Vermont’s course to a resilient recovery

MONTPELIER, Vt. – For weeks, Vermont garnered attention, posting some of the lowest numbers for confirmed new cases of COVID-19 in the nation, according to information provided by the Centers for Disease Control and Prevention. Yet, Gov. Phil Scott isn’t taking any chances. As the month of August began, Scott ushered in a mandatory mask requirement for the state of Vermont. Public schools will reopen Sept. 8 to give faculty and staff more time to prepare for teaching in this unfamiliar pandemic environment. Life, as residents have known it, has changed; regardless of how few or how many, COVID-19 has left its mark. What lies ahead now is a road to recovery.

State, local, rural, nonprofit agencies, federal partners, and FEMA have been paving that road since the pandemic surfaced. “This is the most significant disaster in terms of size, scope, scarcity, and also susceptibility that our agency has faced in its 41-year history,” said Regional Administrator and Federal Coordinating Officer Captain Russ Webster, who oversees FEMA’s operations in Vermont. “I can’t think of a single FEMA member who hasn’t had a friend or a family member affected by the COVID virus.”

In January, FEMA and the U.S. Department of Health & Human Services Office of the Assistant Secretary for Preparedness and Response joined forces to track, analyze, and prepare for COVID, coordinating with numerous partners to support communities with resources needed to combat the virus. More than $11.6 million in federal Disaster Relief Funds have been granted to Vermont. As of Aug. 3, the federal government provided a significant amount of Personal Protective Equipment to the state, including more than 783,000 gloves; 211,000 N95 respirator masks; 70,000 face shields; and 100,000 non-surgical gowns.
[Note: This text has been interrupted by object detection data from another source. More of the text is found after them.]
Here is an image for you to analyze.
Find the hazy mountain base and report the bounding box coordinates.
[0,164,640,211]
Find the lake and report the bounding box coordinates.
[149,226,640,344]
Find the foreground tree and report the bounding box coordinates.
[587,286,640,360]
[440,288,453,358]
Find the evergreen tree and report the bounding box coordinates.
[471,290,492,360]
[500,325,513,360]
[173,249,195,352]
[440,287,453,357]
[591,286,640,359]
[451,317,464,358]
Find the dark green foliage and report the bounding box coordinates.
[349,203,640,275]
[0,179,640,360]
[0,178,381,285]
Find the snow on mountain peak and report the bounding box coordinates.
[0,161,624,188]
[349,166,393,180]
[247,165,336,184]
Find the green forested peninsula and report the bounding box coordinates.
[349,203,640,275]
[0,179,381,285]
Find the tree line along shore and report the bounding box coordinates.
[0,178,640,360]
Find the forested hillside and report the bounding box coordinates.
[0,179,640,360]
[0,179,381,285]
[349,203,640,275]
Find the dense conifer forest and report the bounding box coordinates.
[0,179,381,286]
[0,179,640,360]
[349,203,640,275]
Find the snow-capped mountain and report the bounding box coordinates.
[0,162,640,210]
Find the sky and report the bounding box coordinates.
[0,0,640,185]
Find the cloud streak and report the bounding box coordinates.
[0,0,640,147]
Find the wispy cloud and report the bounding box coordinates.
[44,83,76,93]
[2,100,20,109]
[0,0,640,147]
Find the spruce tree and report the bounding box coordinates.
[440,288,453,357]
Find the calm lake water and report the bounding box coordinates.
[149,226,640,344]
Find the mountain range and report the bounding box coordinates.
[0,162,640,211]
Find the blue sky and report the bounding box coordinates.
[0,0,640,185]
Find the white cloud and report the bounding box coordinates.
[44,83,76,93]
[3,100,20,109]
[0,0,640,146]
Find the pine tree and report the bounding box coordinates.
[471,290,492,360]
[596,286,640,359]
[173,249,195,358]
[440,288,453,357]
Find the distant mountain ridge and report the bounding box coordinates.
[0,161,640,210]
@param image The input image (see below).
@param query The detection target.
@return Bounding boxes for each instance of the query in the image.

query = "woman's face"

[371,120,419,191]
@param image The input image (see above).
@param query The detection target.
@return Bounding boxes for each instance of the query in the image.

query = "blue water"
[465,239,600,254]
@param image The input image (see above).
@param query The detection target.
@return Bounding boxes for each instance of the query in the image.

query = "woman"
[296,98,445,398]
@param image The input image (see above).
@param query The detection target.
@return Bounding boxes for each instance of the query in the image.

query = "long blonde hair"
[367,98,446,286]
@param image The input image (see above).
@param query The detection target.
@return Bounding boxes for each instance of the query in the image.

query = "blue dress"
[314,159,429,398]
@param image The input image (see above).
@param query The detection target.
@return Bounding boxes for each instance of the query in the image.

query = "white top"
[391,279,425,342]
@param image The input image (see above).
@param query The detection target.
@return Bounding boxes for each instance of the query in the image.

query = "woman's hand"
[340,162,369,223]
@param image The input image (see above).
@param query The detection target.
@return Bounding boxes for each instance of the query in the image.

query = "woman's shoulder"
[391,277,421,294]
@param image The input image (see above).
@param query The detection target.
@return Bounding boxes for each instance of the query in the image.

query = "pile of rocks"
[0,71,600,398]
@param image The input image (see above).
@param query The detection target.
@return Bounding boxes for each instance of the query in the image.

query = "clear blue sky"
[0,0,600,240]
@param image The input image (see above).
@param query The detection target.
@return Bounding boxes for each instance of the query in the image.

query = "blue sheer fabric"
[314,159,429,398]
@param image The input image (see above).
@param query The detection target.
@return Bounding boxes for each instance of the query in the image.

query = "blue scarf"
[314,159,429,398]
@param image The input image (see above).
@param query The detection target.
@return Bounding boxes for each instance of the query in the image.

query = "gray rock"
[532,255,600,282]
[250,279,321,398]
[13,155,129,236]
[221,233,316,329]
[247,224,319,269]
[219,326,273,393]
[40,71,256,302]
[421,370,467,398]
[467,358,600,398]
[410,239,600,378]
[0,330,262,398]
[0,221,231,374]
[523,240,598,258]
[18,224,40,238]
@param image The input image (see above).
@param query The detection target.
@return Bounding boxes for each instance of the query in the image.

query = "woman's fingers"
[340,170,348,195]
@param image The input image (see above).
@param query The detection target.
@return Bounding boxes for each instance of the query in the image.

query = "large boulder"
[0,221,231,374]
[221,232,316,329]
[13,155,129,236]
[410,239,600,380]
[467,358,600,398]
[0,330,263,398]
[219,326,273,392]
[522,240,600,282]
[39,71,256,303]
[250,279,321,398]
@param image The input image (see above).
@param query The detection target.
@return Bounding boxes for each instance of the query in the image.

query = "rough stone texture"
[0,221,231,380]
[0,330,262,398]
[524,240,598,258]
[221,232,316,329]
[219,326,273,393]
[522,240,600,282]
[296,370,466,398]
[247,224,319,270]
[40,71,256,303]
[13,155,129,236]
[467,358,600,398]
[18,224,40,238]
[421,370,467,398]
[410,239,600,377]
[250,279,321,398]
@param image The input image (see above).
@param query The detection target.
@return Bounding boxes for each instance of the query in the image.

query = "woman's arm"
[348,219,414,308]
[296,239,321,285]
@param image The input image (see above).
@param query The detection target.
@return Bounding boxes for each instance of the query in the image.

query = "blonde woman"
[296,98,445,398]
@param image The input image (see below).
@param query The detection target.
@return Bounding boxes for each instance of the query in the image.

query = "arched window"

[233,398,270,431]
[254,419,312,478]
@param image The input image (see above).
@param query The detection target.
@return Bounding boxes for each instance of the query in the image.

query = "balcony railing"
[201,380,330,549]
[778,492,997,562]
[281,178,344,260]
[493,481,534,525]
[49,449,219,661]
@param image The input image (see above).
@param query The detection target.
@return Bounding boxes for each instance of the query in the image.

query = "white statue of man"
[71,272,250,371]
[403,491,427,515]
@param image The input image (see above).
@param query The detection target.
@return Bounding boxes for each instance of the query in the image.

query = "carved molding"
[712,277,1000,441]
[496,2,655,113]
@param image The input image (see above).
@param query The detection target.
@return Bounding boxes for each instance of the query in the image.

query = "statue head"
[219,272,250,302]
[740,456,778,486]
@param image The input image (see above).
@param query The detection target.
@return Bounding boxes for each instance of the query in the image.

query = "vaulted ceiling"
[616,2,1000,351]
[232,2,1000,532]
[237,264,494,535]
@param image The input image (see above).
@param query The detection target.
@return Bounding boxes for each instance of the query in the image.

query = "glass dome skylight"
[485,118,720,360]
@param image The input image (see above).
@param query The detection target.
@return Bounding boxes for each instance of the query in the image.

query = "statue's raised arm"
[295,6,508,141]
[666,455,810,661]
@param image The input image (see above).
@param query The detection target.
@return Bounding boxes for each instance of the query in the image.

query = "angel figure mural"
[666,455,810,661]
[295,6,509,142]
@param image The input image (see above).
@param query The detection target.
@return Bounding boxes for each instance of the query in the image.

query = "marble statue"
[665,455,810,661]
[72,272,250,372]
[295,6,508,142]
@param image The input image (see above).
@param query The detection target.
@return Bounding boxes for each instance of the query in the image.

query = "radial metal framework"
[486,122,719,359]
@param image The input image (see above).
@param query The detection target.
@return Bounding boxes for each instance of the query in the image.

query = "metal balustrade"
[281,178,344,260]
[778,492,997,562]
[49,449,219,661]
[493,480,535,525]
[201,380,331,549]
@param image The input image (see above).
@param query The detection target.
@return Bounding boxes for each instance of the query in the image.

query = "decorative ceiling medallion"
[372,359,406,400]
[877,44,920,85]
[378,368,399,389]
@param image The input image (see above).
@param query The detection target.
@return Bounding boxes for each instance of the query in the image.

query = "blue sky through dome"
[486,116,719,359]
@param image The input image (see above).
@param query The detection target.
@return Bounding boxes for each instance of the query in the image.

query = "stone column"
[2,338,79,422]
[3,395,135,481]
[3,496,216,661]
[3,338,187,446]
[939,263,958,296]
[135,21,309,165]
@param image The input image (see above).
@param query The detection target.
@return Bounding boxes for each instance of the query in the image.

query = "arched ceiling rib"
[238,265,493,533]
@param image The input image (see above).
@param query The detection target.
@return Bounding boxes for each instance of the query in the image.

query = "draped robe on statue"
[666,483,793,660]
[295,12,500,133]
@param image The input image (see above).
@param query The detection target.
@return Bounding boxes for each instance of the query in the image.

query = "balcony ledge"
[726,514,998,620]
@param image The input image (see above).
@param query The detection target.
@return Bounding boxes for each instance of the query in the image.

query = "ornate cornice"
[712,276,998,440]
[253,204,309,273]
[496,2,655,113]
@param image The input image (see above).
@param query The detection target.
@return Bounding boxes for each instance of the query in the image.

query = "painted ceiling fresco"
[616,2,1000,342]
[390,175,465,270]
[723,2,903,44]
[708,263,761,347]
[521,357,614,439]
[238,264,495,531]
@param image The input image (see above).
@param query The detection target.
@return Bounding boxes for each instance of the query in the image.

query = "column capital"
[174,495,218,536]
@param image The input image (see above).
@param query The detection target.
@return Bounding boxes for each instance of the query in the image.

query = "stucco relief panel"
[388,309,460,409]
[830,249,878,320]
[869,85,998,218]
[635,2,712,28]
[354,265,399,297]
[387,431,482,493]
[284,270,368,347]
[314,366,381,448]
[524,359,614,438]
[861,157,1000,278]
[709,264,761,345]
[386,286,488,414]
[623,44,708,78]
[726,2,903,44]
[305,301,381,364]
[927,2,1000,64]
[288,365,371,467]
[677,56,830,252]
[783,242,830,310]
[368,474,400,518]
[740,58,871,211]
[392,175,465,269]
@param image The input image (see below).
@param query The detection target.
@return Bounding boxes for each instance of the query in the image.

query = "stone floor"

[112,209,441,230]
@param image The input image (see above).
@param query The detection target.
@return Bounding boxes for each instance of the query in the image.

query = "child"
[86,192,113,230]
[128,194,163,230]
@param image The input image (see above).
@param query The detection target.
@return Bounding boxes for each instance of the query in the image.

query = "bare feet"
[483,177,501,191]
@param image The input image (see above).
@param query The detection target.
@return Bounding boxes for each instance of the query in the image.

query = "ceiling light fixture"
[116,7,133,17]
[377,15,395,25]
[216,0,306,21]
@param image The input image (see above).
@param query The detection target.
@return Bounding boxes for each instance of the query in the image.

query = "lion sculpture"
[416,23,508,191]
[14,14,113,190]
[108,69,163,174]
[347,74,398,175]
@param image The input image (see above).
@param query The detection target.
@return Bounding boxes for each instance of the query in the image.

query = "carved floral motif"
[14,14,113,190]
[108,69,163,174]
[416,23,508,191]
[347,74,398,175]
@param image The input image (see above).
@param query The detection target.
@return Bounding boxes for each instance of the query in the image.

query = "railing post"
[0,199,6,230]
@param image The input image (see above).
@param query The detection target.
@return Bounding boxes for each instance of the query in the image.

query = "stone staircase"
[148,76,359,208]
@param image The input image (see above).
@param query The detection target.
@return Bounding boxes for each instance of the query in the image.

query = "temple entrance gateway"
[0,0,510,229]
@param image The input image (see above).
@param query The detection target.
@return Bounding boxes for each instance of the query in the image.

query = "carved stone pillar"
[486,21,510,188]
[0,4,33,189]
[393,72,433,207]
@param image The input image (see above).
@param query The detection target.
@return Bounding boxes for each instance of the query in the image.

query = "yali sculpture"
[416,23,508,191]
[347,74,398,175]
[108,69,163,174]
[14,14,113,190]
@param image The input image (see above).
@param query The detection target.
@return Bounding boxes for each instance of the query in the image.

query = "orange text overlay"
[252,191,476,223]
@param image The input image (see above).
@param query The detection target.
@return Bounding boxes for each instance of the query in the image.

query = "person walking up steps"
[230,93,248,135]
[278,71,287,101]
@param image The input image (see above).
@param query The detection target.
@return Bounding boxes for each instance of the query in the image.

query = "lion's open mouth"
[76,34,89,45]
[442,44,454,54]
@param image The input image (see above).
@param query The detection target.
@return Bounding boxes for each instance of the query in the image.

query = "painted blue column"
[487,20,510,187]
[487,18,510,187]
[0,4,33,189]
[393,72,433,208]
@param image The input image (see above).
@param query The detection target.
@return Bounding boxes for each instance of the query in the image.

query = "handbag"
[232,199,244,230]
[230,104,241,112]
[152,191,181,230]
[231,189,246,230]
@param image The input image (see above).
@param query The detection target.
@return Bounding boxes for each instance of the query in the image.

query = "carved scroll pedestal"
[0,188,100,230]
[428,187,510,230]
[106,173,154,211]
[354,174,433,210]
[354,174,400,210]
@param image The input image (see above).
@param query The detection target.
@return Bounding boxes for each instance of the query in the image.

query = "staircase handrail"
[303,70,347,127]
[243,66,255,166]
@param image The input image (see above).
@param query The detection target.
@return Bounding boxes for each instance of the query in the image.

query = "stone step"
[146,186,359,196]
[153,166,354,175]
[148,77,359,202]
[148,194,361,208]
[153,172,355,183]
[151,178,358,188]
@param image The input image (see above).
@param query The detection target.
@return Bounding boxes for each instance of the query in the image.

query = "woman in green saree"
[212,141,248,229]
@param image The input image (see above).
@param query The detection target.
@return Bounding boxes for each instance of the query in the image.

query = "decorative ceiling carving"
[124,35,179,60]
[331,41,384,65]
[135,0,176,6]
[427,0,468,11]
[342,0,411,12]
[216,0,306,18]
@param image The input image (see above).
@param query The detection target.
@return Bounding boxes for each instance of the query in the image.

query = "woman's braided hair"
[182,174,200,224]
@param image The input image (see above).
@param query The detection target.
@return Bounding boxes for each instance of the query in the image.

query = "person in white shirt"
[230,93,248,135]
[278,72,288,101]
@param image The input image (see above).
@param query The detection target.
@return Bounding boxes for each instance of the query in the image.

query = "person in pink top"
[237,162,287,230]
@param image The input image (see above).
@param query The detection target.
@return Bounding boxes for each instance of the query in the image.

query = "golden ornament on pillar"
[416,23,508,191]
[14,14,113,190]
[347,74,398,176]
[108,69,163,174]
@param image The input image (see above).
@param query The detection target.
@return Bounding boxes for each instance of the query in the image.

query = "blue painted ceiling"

FEMA also approved $12,516,240 for the Vermont Agency of Human Services to help defray the costs of preparing for and responding to COVID-19 under FEMA’s Public Assistance program.

“We’re here for the long haul,” said Webster. “The projects that Public Assistance grants fund are necessary to support Vermont on its road to recovery. It’s critical to the mission.”

During the incident period, the COVID-19 pandemic created an immediate threat to the health and safety of the general public requiring emergency response and protective measures. In response to the pandemic, the state of Vermont utilized contracts for non-congregate sheltering for individuals that include high-risk populations, and those who had been exposed to COVID-19 who are considered high risk to COVID-19.

Providing for the people of Vermont during these stressful times FEMA, in close coordination with the Substance Abuse and Mental Health Administration, has provided $140,645 through the Crisis Counseling Program Immediate Services Program to help counsel those affected by all aspects of COVID-19. The ISP grant was awarded May 26, originally funding the program for 60 days, however, the state of Vermont requested, and was granted, a 60-day extension, through Sept. 27, 2020.

“FEMA’s mission has, and will always be, to support people before, during, and after a disaster,” said Webster. “The crisis counseling program is imperative to doing just that.”

Due to the COVID-19 nationwide emergency and the need to protect the safety and health of all Americans, Crisis Counseling services, which are free and anonymous, can be provided via telephone, internet, or social media. Vermont’s crisis counseling program, “COVIDSupportVT” offers resources for businesses, individuals, and communities and can be accessed at,, and

In addition to resources and funding, FEMA’s role is to increase communication and collaboration among stakeholders, and support disaster recovery planning by leveraging opportunities to recover stronger, safer, and smarter. A Long-Term Recovery Task Force was formed to chart the resurgence process in FEMA Region 1, which includes the states of Vermont, Connecticut, Maine, Massachusetts, New Hampshire, and Rhode Island. One of the group’s first steps was to do a Rapid Needs Assessment for each state. The Global Resilience Institute recently completed its Rapid Needs Assessment for the state of Vermont and is being reviewed by the state.

The “representative” communities selected by Vermont were Bennington, Middlebury, and Newport, where the GRI conducted 89 interviews with public officials, private sector leaders, and community leaders in the nonprofit and social services sectors to form an understanding of the impacts COVID-19 had on the communities studied.

“With the state’s concurrence, what we will do with the information from the Rapid Needs Assessment is bring together the appropriate federal agencies, among the 108 federal agencies that are partnered to the CARES Act,” said Webster. “And then with a laser-focus, we will facilitate discussions with state officials on how they can quickly access CARES Act funding.”

The findings and recommendations for long-term recovery will consider the conditions experienced by towns and cities of different sizes and economic characteristics. The results will be made available as the review and analyses are completed.

Key issues identified are dairy, tourism, and healthcare have been heavily impacted; food and housing insecurities are core challenges; and investments should be considered in workforce development and broadband infrastructure.